Die Kündigung vom 22.06.2004 hat den Urlaubsanspruch auch nicht insgesamt auf 9/12 gekürzt. Ein Teilurlaubsanspruch nach § 5 Abs. 1 BUrlG ist nicht entstanden, da die Klägerin nach erfüllter Wartezeit in der zweiten Jahreshälfte ausgeschieden ist. Damit hatte die Klägerin einen gesetzlichen, nicht abdingbaren Mindesturlaubsanspruch von 20 Urlaubstagen. Die im Anstellungsvertrag Ziffer 5 vereinbarte Zwölftelung ist nur wirksam, soweit die vertraglichen über den gesetzlichen Urlaubsanspruch hinausgehenden Urlaubsansprüche betroffen sind. Bei einem Ausscheiden zum 30.09.2004 betrug der Urlaubsanspruch der Klägerin anteilig 23 Tage, d. h. bis zum 30.09.2004 war noch ein gesetzlicher Mindesturlaubsanspruch von 4 Tagen und ein darüber hinausgehender Urlaubsanspruch von 3 Urlaubstagen offen.

Eine Aufteilung dieses bestehenden Urlaubsanspruches in Urlaubsansprüche vor Anzeige der Masseunzulänglichkeit und nach Anzeige der Masseunzulänglichkeit mit Inanspruchnahme der Gegenleistung ist nicht möglich. Es besteht für das Kalenderjahr ein einheitlicher Urlaubsanspruch. Besteht ein einheitlicher Urlaubsanspruch, war bereits die vorgenommene Leistungsbestimmung und Gewährung eines anteiligen Urlaubsanspruchs für die Dauer der Tätigkeit nach Anzeige der Masseunzulänglichkeit nicht möglich.
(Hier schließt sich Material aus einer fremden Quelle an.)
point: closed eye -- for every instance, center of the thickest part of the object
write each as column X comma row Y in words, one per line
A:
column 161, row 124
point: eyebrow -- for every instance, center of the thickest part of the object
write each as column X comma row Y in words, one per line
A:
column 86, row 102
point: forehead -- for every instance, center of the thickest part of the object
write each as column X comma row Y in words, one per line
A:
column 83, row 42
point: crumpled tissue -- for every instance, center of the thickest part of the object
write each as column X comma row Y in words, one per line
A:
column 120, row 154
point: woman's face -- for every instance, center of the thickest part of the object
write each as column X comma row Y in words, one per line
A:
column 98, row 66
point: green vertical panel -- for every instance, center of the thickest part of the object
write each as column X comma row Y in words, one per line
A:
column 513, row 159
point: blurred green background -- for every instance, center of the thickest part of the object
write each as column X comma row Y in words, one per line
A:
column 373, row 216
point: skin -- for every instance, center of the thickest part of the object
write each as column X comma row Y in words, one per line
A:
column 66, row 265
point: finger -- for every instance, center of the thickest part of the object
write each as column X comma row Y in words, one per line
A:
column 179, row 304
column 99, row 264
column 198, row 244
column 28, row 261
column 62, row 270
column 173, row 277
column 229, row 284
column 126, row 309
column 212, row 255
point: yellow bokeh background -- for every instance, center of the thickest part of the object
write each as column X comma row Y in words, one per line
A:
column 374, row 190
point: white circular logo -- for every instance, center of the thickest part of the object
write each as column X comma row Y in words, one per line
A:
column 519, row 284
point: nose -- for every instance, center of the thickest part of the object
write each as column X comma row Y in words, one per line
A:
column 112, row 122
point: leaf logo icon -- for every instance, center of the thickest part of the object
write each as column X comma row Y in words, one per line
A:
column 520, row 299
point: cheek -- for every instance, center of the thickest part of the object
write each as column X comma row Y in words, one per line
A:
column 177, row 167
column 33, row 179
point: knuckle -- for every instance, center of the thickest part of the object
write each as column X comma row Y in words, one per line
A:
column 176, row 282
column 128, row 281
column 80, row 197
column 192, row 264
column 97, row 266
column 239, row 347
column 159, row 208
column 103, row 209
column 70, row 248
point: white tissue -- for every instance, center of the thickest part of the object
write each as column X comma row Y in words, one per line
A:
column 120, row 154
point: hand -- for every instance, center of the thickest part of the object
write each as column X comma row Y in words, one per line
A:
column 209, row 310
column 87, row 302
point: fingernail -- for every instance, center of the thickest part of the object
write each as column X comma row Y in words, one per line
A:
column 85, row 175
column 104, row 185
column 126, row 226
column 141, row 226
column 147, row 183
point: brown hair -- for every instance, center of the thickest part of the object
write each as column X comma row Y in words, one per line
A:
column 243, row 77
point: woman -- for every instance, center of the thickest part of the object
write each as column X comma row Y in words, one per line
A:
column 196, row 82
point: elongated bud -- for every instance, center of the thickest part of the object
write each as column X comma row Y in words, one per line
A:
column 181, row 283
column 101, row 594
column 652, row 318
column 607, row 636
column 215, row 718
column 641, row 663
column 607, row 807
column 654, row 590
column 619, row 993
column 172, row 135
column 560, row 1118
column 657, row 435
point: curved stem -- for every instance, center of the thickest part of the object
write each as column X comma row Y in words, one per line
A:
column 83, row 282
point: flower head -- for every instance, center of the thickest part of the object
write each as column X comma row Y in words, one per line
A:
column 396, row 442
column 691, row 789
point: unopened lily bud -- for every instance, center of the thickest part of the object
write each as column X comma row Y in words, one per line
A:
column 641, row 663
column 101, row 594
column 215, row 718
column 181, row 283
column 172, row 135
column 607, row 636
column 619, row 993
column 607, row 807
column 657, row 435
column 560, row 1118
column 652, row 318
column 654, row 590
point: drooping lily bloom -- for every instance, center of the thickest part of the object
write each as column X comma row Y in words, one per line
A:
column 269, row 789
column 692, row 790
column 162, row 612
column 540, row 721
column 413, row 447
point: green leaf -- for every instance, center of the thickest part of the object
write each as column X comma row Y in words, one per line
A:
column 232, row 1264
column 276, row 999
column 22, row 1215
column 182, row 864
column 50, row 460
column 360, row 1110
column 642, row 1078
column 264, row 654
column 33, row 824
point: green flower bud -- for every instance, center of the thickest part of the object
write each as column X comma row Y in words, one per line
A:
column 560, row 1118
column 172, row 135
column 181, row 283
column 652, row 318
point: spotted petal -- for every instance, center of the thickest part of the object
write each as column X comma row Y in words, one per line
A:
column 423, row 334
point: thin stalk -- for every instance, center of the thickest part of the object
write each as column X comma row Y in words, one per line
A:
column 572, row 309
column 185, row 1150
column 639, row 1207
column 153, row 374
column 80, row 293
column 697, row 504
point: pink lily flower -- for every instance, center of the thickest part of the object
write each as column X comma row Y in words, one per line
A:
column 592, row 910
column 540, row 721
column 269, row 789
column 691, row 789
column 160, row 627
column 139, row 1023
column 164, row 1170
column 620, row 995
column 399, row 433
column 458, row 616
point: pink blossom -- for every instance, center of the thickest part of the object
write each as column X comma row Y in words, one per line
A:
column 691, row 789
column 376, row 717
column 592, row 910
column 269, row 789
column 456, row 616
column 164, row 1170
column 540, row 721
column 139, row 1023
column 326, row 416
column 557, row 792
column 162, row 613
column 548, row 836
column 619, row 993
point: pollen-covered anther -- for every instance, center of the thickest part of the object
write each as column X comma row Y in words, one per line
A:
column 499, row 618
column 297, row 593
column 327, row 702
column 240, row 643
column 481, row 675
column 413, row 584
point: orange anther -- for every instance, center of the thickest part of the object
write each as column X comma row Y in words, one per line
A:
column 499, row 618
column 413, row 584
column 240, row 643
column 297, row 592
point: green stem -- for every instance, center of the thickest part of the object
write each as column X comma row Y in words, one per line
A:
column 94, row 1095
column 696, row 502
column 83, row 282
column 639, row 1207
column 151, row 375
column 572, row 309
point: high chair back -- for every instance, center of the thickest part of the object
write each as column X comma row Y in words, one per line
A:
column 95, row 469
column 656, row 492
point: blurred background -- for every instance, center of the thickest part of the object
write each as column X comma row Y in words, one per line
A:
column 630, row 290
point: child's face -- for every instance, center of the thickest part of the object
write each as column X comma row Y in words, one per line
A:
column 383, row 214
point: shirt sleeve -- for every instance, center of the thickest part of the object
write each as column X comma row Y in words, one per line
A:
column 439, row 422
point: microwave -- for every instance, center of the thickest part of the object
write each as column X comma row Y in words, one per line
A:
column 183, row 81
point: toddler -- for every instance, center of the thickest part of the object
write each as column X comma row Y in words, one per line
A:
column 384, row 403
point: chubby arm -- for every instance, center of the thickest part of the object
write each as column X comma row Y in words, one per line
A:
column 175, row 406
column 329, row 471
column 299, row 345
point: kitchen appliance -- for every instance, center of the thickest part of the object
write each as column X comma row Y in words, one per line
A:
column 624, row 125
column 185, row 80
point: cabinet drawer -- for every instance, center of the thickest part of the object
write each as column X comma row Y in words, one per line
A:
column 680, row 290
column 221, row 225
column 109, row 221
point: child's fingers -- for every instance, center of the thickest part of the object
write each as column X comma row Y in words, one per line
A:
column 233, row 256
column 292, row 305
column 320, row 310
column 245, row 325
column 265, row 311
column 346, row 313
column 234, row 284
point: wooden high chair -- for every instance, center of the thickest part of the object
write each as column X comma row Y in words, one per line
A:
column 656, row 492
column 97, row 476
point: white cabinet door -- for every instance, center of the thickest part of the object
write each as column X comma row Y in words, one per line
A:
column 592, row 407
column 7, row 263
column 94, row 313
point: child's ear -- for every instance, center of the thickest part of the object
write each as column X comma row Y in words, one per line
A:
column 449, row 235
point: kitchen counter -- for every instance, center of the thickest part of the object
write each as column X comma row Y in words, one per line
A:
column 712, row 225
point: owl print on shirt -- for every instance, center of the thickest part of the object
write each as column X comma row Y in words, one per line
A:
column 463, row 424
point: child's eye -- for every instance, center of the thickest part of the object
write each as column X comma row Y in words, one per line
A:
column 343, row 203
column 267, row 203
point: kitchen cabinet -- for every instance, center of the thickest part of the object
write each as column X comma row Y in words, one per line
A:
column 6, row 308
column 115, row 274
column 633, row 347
Durch ihre Tätigkeit hat die Klägerin zur Anreicherung der Masse beigetragen, der Masse ist ein wirtschaftlicher Wert zugeflossen. Zu dem sich hieraus ergebenden Anspruch auf volle Vergütung für diese Arbeitsleistung gehört als Gegenleistung die Gewährung und ggf. Abgeltung der bestehenden Urlaubsansprüche. Der Beklagte hatte es in der Hand zu entscheiden, ob er im Interesse aller Massegläubiger die Arbeitsleistung trotz angezeigter Masseunzulänglichkeit in Anspruch nimmt oder aber, um das Entstehen von Neumasseverbindlichkeiten zu verhindern, hiervon absieht. Es ist dem Beklagen zuzugegeben, dass damit die Fortführung des Betriebes erschwert werden kann. Entscheidend ist dies jedoch darauf zurückzuführen, dass zu den Masseverbindlichkeiten nach den aufgeführten neueren Entscheidungen des Bundesarbeitsgerichts auch die offenen Urlaubsansprüche gehören.

Entscheidet sich der Insolvenzverwalter für die Inanspruchnahme der Leistungen des Arbeitnehmers, sind die noch offenen Urlaubsansprüche daher als Neumasseverbindlichkeit zu berichtigen.

II.

Der Beklagte hat die Kosten des Berufungsverfahrens gemäß § 97 ZPO zu tragen. Die Zulassung der Revision erfolgt nach § 64 Abs. 3 Nr. 1 ArbGG.